Function 270 - Energy

Impose a Fee on Nonproducing Parcels Leased for Oil and Gas Development on Offshore Federal Lands

CBO periodically issues a compendium of policy options (called Options for Reducing the Deficit) covering a broad range of issues, as well as separate reports that include options for changing federal tax and spending policies in particular areas. This option appears in one of those publications. The options are derived from many sources and reflect a range of possibilities. For each option, CBO presents an estimate of its effects on the budget but makes no recommendations. Inclusion or exclusion of any particular option does not imply an endorsement or rejection by CBO.

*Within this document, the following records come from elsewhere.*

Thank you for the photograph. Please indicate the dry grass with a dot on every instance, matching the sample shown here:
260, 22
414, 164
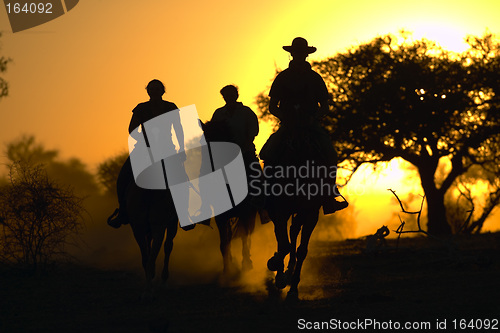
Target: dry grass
422, 280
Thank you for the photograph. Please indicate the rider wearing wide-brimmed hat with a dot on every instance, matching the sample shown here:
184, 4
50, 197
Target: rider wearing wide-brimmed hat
299, 97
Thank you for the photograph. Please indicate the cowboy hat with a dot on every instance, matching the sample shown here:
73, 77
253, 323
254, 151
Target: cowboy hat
299, 44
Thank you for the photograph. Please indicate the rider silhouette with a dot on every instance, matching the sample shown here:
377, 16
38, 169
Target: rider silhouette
143, 112
299, 97
243, 125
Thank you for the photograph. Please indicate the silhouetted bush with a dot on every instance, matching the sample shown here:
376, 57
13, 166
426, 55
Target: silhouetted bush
38, 217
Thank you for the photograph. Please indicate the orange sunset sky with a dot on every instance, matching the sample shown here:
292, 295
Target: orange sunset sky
74, 80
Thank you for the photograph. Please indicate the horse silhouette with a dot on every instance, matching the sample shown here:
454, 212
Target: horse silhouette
152, 215
237, 222
297, 149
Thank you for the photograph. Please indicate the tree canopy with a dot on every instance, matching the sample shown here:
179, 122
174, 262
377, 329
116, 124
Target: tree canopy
396, 97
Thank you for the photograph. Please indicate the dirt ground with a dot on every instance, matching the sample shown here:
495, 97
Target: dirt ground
419, 281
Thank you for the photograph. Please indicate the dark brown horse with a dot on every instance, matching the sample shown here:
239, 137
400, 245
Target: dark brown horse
152, 215
295, 171
237, 222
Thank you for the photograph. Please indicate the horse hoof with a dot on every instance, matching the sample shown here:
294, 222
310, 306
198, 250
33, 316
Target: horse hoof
292, 296
275, 263
247, 265
280, 281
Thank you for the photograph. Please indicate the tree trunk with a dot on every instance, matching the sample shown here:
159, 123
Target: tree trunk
437, 223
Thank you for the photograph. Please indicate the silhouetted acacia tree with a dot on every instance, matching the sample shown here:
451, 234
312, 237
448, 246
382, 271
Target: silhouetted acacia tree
38, 217
4, 87
394, 97
27, 150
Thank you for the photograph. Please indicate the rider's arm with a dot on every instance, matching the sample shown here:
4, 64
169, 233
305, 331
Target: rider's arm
179, 132
274, 107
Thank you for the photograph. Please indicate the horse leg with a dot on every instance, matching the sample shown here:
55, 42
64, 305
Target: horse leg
309, 223
169, 244
225, 242
248, 224
275, 263
294, 233
157, 235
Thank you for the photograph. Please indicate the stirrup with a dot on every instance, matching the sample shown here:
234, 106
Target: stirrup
114, 220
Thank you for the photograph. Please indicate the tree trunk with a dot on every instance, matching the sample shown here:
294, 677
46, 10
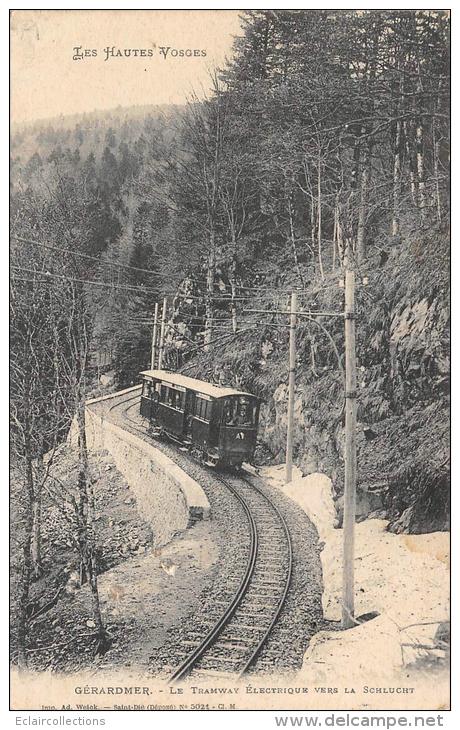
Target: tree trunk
436, 150
319, 220
408, 134
395, 225
210, 274
340, 243
24, 582
293, 243
36, 536
233, 281
83, 468
362, 210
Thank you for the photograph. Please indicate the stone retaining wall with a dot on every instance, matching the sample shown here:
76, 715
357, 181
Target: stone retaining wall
166, 496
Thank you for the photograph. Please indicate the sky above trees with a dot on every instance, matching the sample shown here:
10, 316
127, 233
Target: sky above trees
47, 82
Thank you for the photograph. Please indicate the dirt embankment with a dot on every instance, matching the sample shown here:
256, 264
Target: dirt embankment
143, 590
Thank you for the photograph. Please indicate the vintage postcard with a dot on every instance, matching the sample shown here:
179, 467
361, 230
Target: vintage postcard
230, 360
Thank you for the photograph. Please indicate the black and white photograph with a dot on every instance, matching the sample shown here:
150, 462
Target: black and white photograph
229, 360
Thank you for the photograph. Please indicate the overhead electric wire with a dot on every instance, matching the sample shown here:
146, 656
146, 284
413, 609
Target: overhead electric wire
84, 255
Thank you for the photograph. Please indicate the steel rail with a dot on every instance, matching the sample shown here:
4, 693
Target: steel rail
189, 663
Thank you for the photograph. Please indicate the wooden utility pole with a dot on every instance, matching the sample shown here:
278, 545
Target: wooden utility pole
154, 337
349, 498
292, 363
162, 334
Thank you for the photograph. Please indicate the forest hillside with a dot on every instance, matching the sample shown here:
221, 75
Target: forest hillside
327, 135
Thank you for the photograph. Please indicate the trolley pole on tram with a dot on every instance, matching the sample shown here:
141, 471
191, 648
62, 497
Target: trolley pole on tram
291, 397
162, 334
349, 500
154, 338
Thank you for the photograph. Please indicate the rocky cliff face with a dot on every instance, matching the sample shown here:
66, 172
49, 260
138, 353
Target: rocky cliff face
403, 387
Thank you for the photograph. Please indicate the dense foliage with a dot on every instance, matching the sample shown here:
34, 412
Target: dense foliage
325, 136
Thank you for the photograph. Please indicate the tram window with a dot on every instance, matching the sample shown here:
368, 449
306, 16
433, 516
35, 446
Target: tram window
203, 408
178, 399
239, 411
147, 388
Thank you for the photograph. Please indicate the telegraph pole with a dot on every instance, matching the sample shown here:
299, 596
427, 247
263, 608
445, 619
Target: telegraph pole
162, 334
154, 338
292, 363
349, 499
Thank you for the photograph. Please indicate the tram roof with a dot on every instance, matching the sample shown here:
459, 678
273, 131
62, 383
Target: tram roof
216, 391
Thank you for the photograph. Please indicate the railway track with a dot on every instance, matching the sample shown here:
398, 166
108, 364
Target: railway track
253, 599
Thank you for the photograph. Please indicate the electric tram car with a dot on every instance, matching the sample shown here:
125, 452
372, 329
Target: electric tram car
218, 424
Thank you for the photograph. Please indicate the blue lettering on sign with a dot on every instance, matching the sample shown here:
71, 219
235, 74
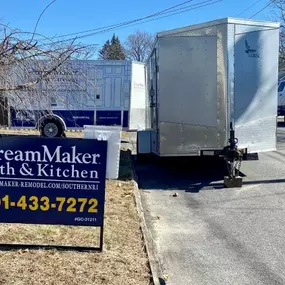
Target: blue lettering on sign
52, 181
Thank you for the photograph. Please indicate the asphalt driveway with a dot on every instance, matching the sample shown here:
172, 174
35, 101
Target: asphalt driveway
211, 235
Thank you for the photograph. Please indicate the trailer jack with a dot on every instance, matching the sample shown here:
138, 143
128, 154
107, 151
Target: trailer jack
233, 160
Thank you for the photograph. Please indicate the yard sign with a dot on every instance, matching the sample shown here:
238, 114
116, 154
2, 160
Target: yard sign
52, 181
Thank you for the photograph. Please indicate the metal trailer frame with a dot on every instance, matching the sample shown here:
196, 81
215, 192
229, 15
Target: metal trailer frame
198, 87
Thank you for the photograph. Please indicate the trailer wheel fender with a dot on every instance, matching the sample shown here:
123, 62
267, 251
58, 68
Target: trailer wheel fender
55, 121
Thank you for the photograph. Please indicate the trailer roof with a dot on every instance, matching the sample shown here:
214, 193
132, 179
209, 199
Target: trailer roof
220, 22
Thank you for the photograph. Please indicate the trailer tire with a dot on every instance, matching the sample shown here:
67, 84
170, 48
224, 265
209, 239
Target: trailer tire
51, 128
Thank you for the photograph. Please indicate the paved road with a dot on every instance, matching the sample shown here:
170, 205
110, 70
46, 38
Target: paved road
210, 235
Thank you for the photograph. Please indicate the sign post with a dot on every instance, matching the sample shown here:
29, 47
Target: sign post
53, 181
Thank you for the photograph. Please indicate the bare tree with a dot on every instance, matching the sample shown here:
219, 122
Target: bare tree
138, 45
33, 70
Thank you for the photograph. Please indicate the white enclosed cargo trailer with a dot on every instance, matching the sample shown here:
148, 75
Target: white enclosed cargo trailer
205, 78
89, 92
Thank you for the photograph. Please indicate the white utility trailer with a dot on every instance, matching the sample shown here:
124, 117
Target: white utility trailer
89, 92
210, 83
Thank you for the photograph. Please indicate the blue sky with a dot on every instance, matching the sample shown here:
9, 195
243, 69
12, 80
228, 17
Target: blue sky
69, 16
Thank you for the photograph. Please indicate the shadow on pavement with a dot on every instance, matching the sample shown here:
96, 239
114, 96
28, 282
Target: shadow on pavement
190, 174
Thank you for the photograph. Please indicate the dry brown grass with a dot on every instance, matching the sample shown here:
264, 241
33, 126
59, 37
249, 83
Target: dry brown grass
123, 260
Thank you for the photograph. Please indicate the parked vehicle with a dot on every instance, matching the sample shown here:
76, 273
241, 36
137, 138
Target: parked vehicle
281, 98
212, 88
110, 92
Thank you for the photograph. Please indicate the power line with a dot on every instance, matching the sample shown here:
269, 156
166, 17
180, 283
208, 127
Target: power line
270, 2
135, 22
249, 7
169, 9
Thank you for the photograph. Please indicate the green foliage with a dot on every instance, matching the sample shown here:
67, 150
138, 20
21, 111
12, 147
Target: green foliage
112, 50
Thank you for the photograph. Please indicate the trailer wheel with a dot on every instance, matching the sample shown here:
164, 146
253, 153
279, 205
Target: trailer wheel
51, 128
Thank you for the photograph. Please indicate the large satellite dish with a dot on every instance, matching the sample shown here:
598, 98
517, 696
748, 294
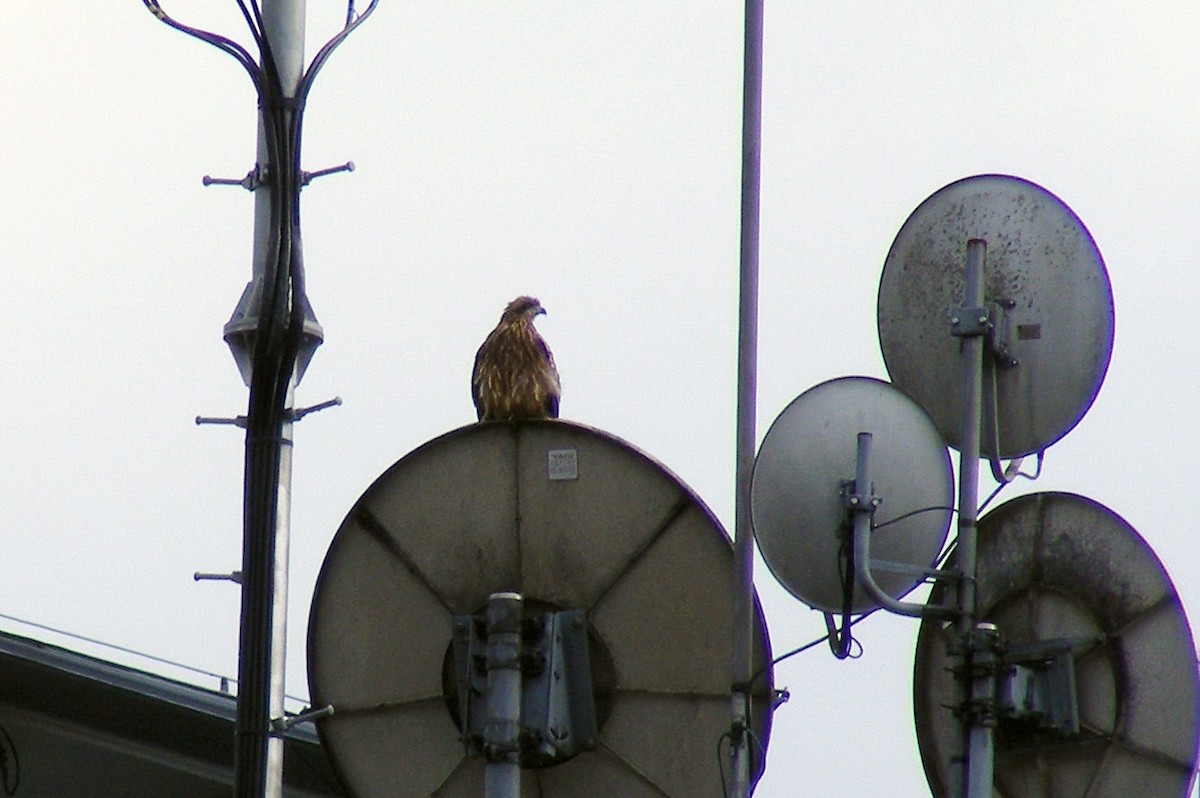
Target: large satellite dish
1062, 567
1047, 292
796, 490
570, 517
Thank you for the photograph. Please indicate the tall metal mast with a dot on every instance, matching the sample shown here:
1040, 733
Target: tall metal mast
273, 334
748, 355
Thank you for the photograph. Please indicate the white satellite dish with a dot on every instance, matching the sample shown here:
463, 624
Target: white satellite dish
797, 501
1057, 567
569, 517
1048, 295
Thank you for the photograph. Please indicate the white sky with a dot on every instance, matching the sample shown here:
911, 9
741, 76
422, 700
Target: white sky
587, 154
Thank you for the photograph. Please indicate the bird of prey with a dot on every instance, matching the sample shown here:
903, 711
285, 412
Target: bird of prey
515, 376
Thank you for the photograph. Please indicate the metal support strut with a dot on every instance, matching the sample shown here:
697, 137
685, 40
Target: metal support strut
502, 732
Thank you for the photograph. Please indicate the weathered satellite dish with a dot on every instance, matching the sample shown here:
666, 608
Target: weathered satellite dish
796, 499
1057, 565
570, 517
1048, 289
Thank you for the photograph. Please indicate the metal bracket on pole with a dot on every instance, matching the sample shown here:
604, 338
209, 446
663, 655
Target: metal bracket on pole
307, 177
281, 725
862, 503
253, 180
217, 577
294, 414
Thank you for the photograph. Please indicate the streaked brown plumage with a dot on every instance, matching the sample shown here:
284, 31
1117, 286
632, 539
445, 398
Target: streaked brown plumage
515, 376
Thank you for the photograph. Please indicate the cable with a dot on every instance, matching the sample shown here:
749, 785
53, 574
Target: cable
909, 515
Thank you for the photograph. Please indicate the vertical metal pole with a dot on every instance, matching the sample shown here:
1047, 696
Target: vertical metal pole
748, 358
258, 757
502, 731
976, 778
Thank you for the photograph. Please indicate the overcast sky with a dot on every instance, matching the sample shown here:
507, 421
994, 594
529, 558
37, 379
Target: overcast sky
587, 154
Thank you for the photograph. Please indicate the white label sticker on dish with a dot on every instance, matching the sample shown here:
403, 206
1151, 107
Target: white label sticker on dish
563, 463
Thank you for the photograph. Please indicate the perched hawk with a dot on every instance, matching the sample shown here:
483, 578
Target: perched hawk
515, 376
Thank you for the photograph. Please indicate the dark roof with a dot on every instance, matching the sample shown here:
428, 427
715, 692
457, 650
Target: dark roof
52, 687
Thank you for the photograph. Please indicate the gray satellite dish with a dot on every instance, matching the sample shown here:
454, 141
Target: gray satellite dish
1048, 294
570, 517
796, 499
1062, 567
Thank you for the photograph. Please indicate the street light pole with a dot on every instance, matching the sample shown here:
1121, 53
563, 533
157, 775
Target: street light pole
269, 310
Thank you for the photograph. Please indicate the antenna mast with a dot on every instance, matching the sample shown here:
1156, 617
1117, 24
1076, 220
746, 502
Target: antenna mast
748, 355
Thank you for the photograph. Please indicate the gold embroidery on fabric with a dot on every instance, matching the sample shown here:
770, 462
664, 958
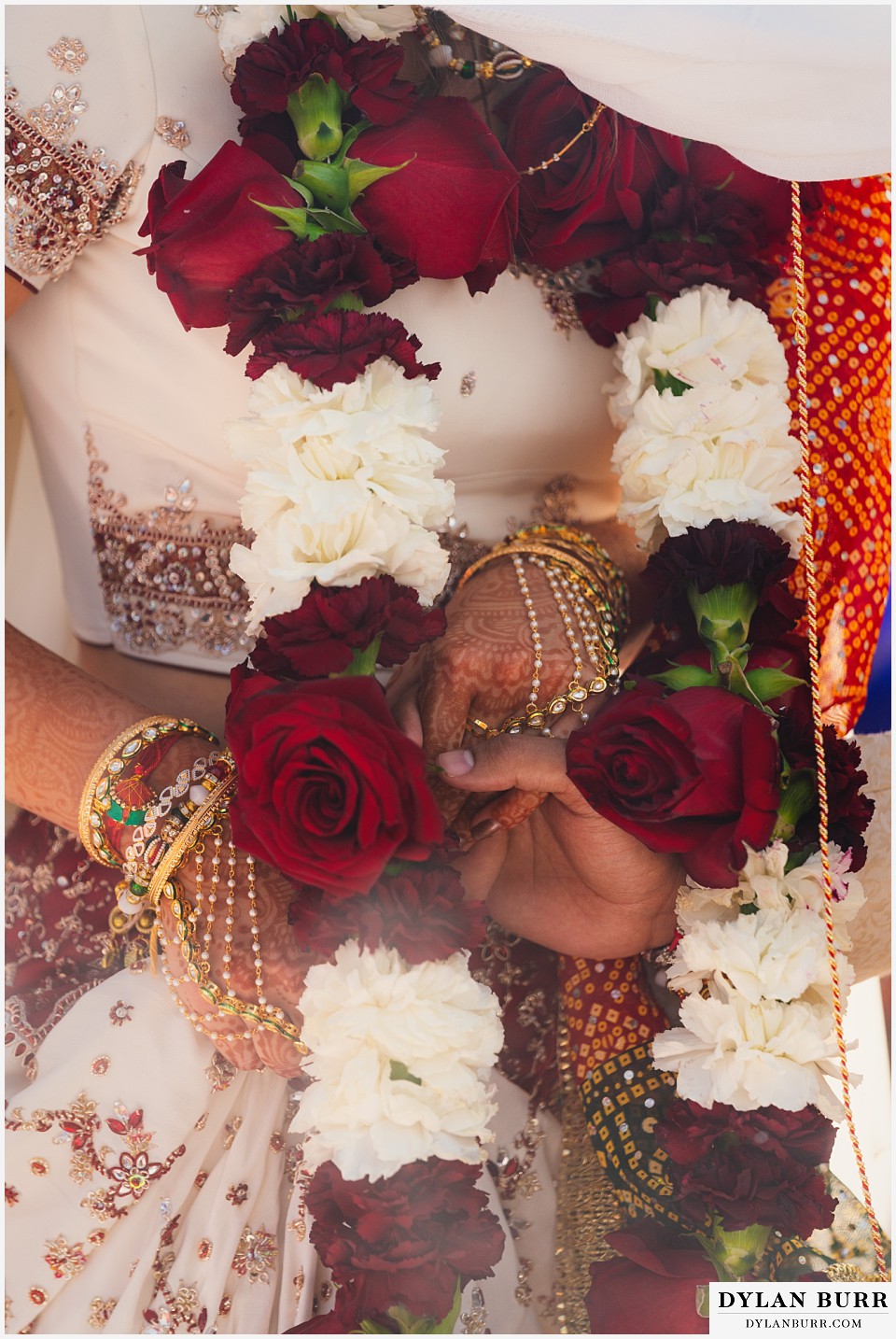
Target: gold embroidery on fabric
101, 1313
163, 573
64, 1259
173, 132
68, 55
61, 194
255, 1255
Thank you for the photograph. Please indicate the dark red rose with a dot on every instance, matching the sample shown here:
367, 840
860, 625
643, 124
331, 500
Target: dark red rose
594, 200
723, 553
336, 347
320, 636
452, 210
212, 232
270, 71
651, 1287
421, 912
695, 773
329, 789
687, 1132
406, 1239
307, 275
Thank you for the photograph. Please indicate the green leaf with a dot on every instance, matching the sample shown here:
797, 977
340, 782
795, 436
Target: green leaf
667, 382
398, 1071
345, 303
772, 684
687, 676
316, 111
360, 176
362, 662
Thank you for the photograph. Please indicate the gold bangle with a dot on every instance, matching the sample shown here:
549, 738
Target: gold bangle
184, 842
197, 972
128, 745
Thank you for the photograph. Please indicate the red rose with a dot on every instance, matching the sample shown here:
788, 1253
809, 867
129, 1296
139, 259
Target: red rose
406, 1239
336, 347
331, 623
329, 789
695, 773
651, 1289
307, 275
594, 198
452, 210
421, 912
212, 232
270, 71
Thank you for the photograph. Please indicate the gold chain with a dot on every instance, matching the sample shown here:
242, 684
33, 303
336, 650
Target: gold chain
801, 338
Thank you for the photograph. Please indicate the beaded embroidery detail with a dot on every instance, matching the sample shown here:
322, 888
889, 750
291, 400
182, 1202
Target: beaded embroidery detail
165, 573
61, 194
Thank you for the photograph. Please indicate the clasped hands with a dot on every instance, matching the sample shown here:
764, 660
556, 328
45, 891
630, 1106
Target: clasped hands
548, 867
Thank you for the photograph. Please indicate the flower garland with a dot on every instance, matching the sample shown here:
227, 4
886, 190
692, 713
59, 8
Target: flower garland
711, 756
335, 197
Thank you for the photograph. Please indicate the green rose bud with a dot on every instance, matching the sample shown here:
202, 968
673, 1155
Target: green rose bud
316, 111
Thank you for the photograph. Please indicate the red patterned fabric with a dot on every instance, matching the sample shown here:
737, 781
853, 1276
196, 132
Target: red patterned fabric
847, 249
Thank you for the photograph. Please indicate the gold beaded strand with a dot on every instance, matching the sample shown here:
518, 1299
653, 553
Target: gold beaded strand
801, 339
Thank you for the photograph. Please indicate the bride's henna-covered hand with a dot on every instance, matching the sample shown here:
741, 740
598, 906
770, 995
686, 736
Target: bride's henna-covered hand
283, 965
483, 664
567, 879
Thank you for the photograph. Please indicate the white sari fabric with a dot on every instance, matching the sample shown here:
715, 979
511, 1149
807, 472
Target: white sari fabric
798, 92
154, 1190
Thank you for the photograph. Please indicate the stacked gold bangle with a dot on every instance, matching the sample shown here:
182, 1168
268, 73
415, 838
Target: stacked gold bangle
581, 574
123, 752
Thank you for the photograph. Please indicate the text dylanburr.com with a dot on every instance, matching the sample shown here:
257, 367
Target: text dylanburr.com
761, 1308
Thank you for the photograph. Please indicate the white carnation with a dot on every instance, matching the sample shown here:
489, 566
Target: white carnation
710, 453
371, 1012
751, 1055
775, 955
341, 486
766, 884
249, 23
704, 338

As of the end of 2014, only about 17 percent of offshore parcels leased by the federal government were producing oil or gas. Some analysts speculate that firms are not gathering much information about parcels until after they have acquired leases for them. A new fee on nonproducing parcels could encourage firms to gather more information before an auction, to focus on the most promising parcels, and to bid more competitively for those parcels. The effects would be similar to those of an increase in rental rates; in recent years, the Bureau of Ocean Energy Management has raised base rental rates and established rate schedules that increase over the course of a lease to encourage faster exploration and development of parcels, as well as earlier decisions to return parcels that current leaseholders do not plan to explore.

Legislation that established a new fee of $6 per acre on nonproducing parcels would increase net federal income by $500 million over 10 years, CBO estimates. That effect is the net result of increases in income from fees and decreases in income from bonus bids, because the new fee would slightly reduce the amount firms would be willing to bid at auction. The fee’s effects on production would probably be small, because the fee would typically be less than 0.1 percent of the costs of development.